APCM Readiness Checklist (2026)
Prepare your practice to bill the APCM monthly bundle, layer behavioral-health add-ons correctly, and keep RPM/RTM compliant under the new thresholds. Sources: public CMS + Federal Register.
Download this Checklist See SourcesWhat APCM is (30-second refresher)
APCM is a non-time-based, monthly bundle with three base HCPCS codes (G0556/G0557/G0558) you choose by patient complexity when monthly requirements are met. It replaces minute-tallying with longitudinal primary-care management requirements. [1]
What changed for 2026 (essentials only)
- CMS finalized three optional behavioral-health add-on G-codes—billable in the same month by the same practitioner who reports the APCM base code; designed to be comparable to existing CoCM/BHI codes. Finalized as G0568, G0569, G0570. [2]

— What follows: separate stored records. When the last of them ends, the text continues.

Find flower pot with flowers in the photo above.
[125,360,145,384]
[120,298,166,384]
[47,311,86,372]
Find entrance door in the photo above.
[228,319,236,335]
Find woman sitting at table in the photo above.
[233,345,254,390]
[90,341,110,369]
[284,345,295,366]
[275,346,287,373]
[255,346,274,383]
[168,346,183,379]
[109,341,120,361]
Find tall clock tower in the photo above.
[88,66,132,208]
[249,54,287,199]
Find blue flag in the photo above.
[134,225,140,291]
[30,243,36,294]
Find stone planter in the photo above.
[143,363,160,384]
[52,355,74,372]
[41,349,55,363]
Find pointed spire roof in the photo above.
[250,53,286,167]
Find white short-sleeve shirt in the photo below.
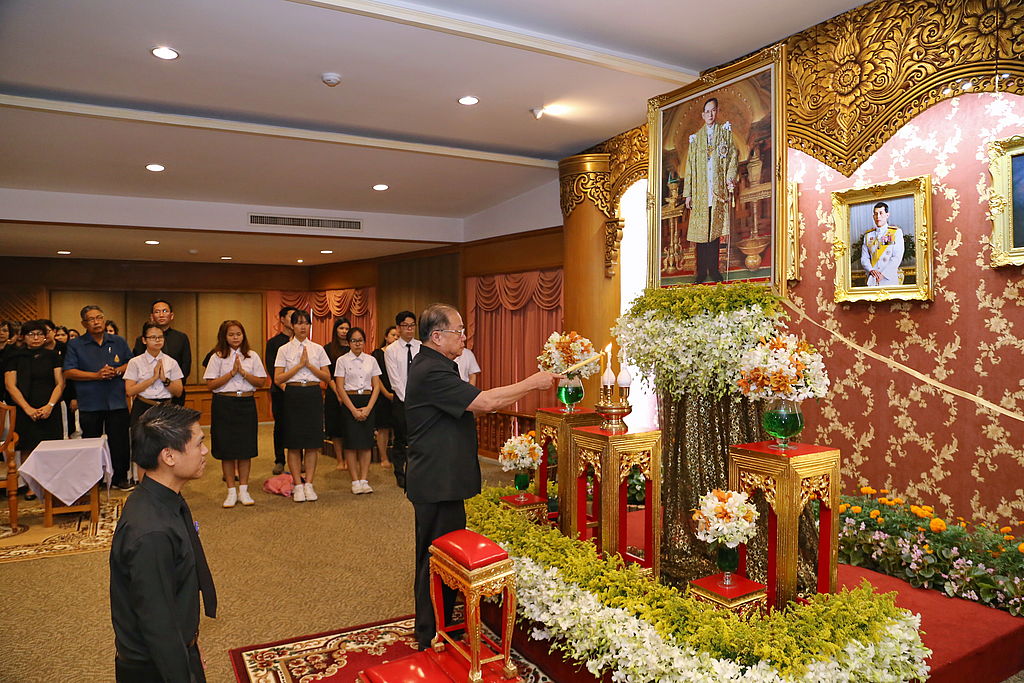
[334,351,381,391]
[125,351,184,400]
[273,338,331,382]
[203,348,266,393]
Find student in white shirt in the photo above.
[455,348,480,386]
[273,310,331,503]
[124,323,184,425]
[203,321,266,508]
[334,328,381,494]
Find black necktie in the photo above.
[181,499,217,618]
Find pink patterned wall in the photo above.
[788,94,1024,523]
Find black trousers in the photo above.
[391,396,409,488]
[413,501,466,648]
[270,388,285,465]
[114,645,206,683]
[78,408,131,482]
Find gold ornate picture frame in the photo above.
[647,43,786,294]
[831,175,935,301]
[988,135,1024,268]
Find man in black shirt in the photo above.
[132,299,191,405]
[111,403,217,683]
[263,306,295,474]
[406,304,560,649]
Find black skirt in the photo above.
[282,384,324,449]
[324,389,348,438]
[210,393,259,460]
[341,393,376,451]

- Remote-care updates + methodology (including OPPS use for some remote-monitoring services) and a −2.5% efficiency adjustment that does not apply to time-based services or services on the telehealth list. [2]
Readiness steps
Panel & continuity
- Attribute each APCM patient to a named clinician/team; capture continuity touches monthly. [1]

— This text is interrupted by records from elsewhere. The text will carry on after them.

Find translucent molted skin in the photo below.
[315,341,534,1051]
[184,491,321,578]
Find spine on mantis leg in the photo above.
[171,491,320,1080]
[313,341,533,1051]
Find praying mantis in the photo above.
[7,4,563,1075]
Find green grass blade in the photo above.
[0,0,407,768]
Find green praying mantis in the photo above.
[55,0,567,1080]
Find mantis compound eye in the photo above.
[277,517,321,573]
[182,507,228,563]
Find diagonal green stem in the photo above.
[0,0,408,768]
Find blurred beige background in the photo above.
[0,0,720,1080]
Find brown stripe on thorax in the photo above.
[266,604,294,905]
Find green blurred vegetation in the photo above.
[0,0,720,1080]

Consent & initiating visit
- Record one-time consent; confirm initiating-visit criterion (or qualifying prior service) per CMS APCM page. [1]

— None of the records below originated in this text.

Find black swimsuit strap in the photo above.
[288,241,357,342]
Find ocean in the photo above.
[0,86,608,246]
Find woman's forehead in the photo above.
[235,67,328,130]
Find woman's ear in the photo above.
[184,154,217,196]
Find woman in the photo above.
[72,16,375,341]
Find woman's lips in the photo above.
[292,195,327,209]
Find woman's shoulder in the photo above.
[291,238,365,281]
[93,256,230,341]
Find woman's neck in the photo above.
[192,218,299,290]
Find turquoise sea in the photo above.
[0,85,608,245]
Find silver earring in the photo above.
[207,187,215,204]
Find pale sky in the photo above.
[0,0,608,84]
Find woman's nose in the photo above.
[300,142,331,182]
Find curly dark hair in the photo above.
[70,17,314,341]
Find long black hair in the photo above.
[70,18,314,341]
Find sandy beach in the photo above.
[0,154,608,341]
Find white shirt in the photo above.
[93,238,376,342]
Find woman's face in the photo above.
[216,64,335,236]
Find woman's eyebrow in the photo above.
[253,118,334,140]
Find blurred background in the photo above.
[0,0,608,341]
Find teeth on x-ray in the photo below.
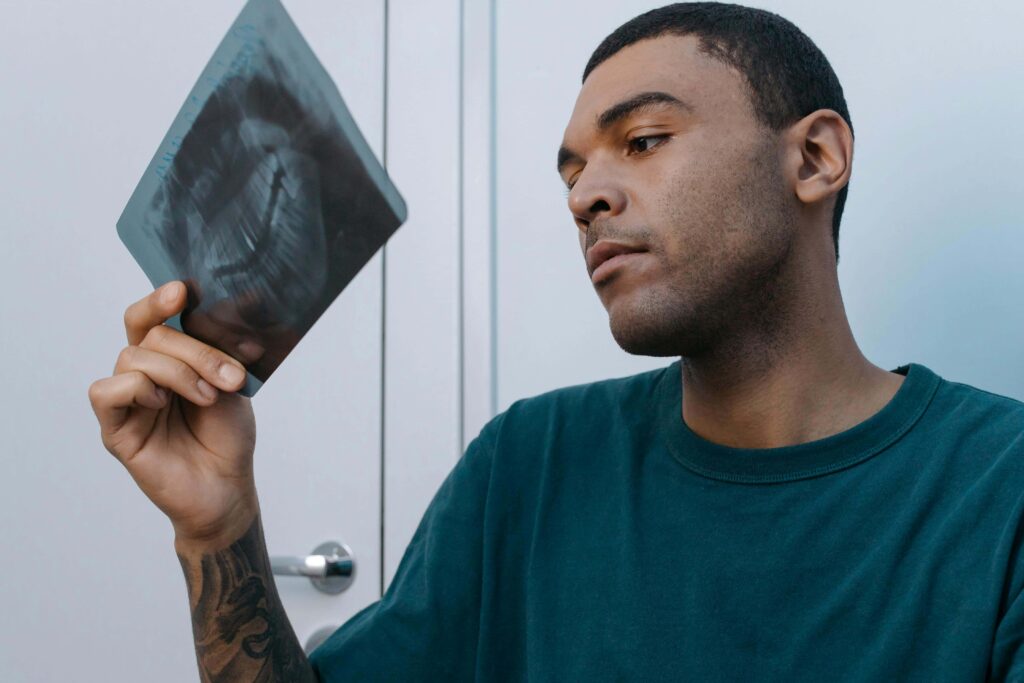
[118,0,406,395]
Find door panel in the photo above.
[0,0,384,683]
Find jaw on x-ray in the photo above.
[118,0,407,396]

24/7 access & documentation
- Demonstrate 24/7 urgent access and continuity; maintain an electronic, shareable, patient-centered care plan covering problems/goals, medications, transitions, population-management, and performance elements. [1]
RHC/FQHC specifics
- RHCs/FQHCs: APCM BH add-ons are adopted; certain component reporting (e.g., CoCM/CTBS/Remote Evaluation) updated for 2026—confirm MAC instructions. [2]
Behavioral health inside APCM
- When appropriate, add G0568/G0569/G0570 with APCM in the same month/same practitioner; align with CoCM/BHI activities without legacy minute thresholds (fact sheet confirms add-on; FR specifies codes). [2]
RPM/RTM alignment
- For 2026, new/revised codes recognize 2–15 days device windows and 10-minute treatment-management increments (alongside traditional 16+ day / 20+ minute codes). Keep medical necessity, device-day counts, and time documentation distinct from APCM. [3]
- Apply current general RPM constraints (e.g., one billing practitioner per patient per 30 days; RPM and RTM not together) unless CMS updates MLN. [4]
Efficiency & rates
- Track whether target codes are exempt from the −2.5% efficiency adjustment; review CMS exempt-code list. [2]
Operational guardrails
Go-live assets you should have on day one
- APCM monthly note template (see companion asset).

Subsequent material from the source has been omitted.